Il che, sia detto per inciso, appare un criterio che si esponeva (e si espone) a non pochi abusi nella prassi, tenuto anche conto che in quegli anni le forze di polizia erano ancora composte da funzionari formatisi nel precedente regime politico e, pertanto, avevano non poche difficoltà a conformarsi ai principi garantisti della Costituzione[12]. A ben vedere, la Consulta dovette implicitamente riconoscere che l’elenco dei potenziali destinatari delle misure di prevenzione non fosse così «ristretto e qualificato» nella sentenza n. 23/1964, quando venne chiamata a valutare proprio l’art. 1 della l. n. 1423, constatando un grave deficit di tassatività con riferimento a quelle condotte, anche semplicemente indiziarie, che inducevano a considerare determinati soggetti come “socialmente pericolosi”.
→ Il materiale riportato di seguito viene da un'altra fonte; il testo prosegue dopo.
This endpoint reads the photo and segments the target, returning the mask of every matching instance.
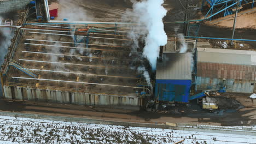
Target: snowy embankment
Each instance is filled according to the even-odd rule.
[[[255,143],[256,136],[0,116],[0,143]]]

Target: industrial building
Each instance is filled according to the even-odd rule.
[[[38,19],[45,15],[38,2]],[[141,85],[143,71],[137,68],[149,64],[139,57],[142,47],[131,52],[129,28],[30,22],[15,31],[1,67],[4,99],[136,109],[142,95],[153,92]]]
[[[256,52],[197,47],[197,88],[253,93],[256,80]]]
[[[195,40],[169,37],[154,77],[141,57],[144,44],[135,49],[129,37],[133,23],[51,21],[57,5],[34,4],[36,22],[27,21],[29,9],[22,13],[1,67],[5,99],[138,109],[149,99],[188,103],[197,90],[254,91],[255,52],[196,47]]]
[[[157,65],[155,97],[159,101],[188,103],[192,53],[165,53]]]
Ancora una volta, la Corte giunse a dichiarare infondata la questione: forte dei principi fissati nella propria giurisprudenza precedente, evidenziò come l’art. 1 della l. n. 1423 non presentasse vizi sotto il profilo della formulazione legislativa, perché: «Dalle indicate finalità delle misure di prevenzione deriva che l’adozione di esse può essere collegata non al verificarsi di fatti singolarmente determinati, ma a un complesso di comportamenti che costituiscano una “condotta”, assunta dal legislatore come indice di pericolosità sociale. Discende, pertanto (…), che nella descrizione delle fattispecie il legislatore debba normalmente procedere con criteri diversi da quelli con cui procede nella determinazione degli elementi costitutivi di una figura criminosa, e possa far riferimento anche a elementi presuntivi, corrispondenti però sempre a comportamenti obiettivamente identificabili»[13].
Appare evidente come, in questo caso, il problema concernesse la tassatività dell’individuazione di quei soggetti a cui potevano essere applicate le misure e la formulazione della norma rischiava di esautorare – oltre che eludere – le garanzie previste dall’art. 13 Cost., a fronte di un’attività di polizia indiziaria e discrezionale che trovava nel giudizio della magistratura una conferma tralatizia[14].
Le due sentenze qui analizzate sono i pilastri su cui si fondò tutta la giurisprudenza successiva della Consulta: a ben vedere, già con la sentenza n. 11/1956 – con riferimento al Testo unico delle leggi di pubblica sicurezza fascista –, posta di fronte alla necessità di bilanciare la garanzia della libertà personale e di circolazione con l’attività di prevenzione dei reati[15], la Corte aveva affermato che in questo ambito trovava comunque applicazione il principio di stretta legalità e di tutela giurisdizionale del destinatario della misura, alla luce delle garanzie previste dall’art 13 Cost. Non può non evidenziarsi, tuttavia, come questa continuità di approccio al tema confermi il limite di fondo sotteso alla vigenza dell’istituto, a prescindere, quindi, dal fatto che esso sia stato introdotto nel nostro ordinamento da un regime classista, dittatoriale o democratico: sono proprio gli argomenti e l’atteggiamento di self-restraint del giudice delle leggi, infatti, che confermano l’esistenza (e la persistenza) di quella soglia di iniquità di cui parlava Lévi-Strauss e che la dottrina più progressista non ha mai smesso di denunciare[16].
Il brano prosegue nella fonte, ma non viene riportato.